LIVing it up

I don’t often talk about sports here on PPC. (As an aside, my original not-a-blog had a dedicated sports section. My, how things change in a generation!) The problem with major American sports is, like so many other parts of America, due to wokeness. The three major sports leagues—MLB, NFL, and NBA—all openly support a domestic terrorist organization. The NFL wanted to blacklist its best player for not getting an experimental and deadly gene therapy treatment; the tennis US Open actually did. NASCAR peddled a hate crime hoax and banned its biggest demographic from displaying symbols of their heritage. And the NHL might have backed off its requirement for players to support anti-human practices such as grooming and castration, but it never apologized for pushing them in the first place.

One of the few sports where the woke haven’t fully taken over is golf, and that’s for a few reasons. One, it’s an individual sport with low popular appeal, so Blackrock and the other ESG pushers just don’t see a need to inject idiocy into it. Two, golf is, unlike most professional sports played in the US, truly a global game. Many of the players are Asian, and Asians in general just don’t have time for the alphabet soup crowd. (And they hate “racial equity” nonsense. That’s something that’s common to Japanese, Chinese, and Koreans, as far as I can tell.) Yes, one of the greatest golfers of all time is black, but almost nobody cares about that. To anyone watching golf to enjoy the spectacle, Tiger Woods is Tiger Woods. He’s easy to pick out of a crowd, sure, but we’d much rather remember, say, his performance in the 2008 US Open than his response to George Floyd’s death.

Of course, the PGA Tour is an American institution, and thus it is vulnerable to woke influences. Over recent years, they have crept in. They still aren’t very noticeable, compared to other sports, but they’re there. Pride Month celebrations and rainbow logos are the main illustration, but being woke isn’t just about supporting those who hate humanity. It’s also about supporting the global neoliberal order. Much like in tennis, where the Australian Open tried to censor supporters of Russian players, the PGA has it out for anyone who doesn’t swallow the US-EU-NATO narrative. And that’s where our story begins.

Rock the casbah

Saudi Arabia is one of the most barbarous regimes on the planet. That’s indisputable. Their treatment of women, for example, is heinous by any standard other than their own deranged one. They use their leverage as one of the world’s major oil producers as a bludgeon to prevent their crimes against humanity from being investigated or prosecuted. True, they aren’t the worst, but they’re definitely near the top of the list.

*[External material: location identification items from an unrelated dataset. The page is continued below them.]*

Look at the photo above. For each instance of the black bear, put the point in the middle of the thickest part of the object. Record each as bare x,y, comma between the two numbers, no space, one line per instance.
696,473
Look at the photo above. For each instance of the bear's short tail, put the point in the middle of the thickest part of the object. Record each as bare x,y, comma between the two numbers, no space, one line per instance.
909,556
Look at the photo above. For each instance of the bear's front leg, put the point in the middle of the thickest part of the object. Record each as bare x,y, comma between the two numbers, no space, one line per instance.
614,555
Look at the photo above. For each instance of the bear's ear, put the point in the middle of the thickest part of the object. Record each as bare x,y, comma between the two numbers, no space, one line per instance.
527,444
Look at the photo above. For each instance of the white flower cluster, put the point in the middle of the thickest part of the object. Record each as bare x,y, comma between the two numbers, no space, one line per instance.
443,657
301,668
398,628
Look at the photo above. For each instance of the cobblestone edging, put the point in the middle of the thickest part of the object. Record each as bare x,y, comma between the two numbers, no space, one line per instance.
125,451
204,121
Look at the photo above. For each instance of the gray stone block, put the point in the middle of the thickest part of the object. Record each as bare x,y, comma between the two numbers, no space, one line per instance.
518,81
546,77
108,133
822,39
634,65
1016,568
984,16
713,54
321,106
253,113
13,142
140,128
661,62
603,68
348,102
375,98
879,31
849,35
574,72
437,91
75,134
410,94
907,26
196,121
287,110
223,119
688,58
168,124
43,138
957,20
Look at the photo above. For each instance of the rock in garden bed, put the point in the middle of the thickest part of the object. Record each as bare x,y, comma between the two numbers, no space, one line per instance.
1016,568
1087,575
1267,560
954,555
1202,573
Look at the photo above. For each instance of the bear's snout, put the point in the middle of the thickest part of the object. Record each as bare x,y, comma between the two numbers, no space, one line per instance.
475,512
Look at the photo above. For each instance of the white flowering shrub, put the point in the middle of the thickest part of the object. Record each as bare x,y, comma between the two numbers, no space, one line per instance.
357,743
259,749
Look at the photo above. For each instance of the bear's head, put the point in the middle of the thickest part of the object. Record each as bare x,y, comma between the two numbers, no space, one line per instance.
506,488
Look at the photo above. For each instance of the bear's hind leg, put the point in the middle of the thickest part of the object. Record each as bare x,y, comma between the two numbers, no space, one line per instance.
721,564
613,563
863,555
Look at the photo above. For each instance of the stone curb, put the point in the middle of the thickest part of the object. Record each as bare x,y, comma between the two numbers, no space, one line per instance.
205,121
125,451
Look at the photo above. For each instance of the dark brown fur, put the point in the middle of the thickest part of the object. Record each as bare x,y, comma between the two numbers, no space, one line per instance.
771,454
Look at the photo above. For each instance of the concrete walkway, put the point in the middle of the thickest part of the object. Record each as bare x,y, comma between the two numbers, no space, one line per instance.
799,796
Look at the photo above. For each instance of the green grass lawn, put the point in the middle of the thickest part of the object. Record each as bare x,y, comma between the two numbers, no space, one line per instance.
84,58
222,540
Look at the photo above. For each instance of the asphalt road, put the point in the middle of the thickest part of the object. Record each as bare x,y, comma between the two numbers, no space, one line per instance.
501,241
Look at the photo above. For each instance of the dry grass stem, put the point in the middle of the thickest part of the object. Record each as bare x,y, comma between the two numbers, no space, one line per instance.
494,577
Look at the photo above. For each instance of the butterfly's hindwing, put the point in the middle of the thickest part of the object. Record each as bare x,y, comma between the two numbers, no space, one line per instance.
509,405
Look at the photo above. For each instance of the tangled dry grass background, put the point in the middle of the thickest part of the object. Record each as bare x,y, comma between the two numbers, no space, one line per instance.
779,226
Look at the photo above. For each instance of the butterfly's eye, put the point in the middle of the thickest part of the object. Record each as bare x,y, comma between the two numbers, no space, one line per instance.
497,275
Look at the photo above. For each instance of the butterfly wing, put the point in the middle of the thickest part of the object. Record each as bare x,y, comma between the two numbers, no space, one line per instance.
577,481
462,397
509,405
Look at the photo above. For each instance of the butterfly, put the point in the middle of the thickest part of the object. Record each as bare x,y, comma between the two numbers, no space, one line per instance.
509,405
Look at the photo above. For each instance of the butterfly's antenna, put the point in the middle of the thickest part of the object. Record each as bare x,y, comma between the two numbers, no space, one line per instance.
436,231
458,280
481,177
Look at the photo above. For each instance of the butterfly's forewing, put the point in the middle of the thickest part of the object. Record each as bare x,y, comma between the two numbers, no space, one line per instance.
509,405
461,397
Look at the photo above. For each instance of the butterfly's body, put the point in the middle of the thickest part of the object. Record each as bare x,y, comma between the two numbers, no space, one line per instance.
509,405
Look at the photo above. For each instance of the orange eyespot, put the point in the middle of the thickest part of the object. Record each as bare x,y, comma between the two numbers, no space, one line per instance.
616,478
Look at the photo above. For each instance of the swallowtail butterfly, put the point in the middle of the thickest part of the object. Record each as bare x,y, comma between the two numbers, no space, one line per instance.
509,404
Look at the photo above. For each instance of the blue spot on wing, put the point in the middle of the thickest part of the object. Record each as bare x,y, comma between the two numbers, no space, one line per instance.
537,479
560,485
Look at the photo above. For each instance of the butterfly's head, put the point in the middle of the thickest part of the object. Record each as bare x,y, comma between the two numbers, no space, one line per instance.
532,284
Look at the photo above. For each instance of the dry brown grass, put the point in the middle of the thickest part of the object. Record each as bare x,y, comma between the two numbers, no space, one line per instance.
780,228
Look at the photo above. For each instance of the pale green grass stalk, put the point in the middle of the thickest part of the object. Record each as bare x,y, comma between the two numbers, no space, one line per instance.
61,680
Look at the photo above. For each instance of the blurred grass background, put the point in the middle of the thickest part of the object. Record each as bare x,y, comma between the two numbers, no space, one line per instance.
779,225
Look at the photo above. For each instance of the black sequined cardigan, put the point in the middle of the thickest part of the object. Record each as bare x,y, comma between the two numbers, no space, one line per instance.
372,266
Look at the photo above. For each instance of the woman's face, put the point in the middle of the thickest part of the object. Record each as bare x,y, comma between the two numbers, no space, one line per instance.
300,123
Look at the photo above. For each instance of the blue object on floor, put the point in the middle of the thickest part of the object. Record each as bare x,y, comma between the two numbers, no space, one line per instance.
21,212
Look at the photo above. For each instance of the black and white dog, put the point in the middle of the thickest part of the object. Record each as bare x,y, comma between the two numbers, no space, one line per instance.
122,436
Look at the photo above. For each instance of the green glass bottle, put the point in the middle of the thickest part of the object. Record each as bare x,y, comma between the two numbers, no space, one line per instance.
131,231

But they’re also filthy rich. Much like the United Arab Emirates, the Saudis have begun investing in sports. Part of this is image rehabilitation, but the rest is just simple good business sense. The oil won’t last forever. (Well, it will, because abiotic methane production is a thing, but that’s a different post.) Investing in other ventures is a hedge against the future, and sports are always popular. They also draw huge crowds; even Qatar managed that for its ill-advised World Cup last year.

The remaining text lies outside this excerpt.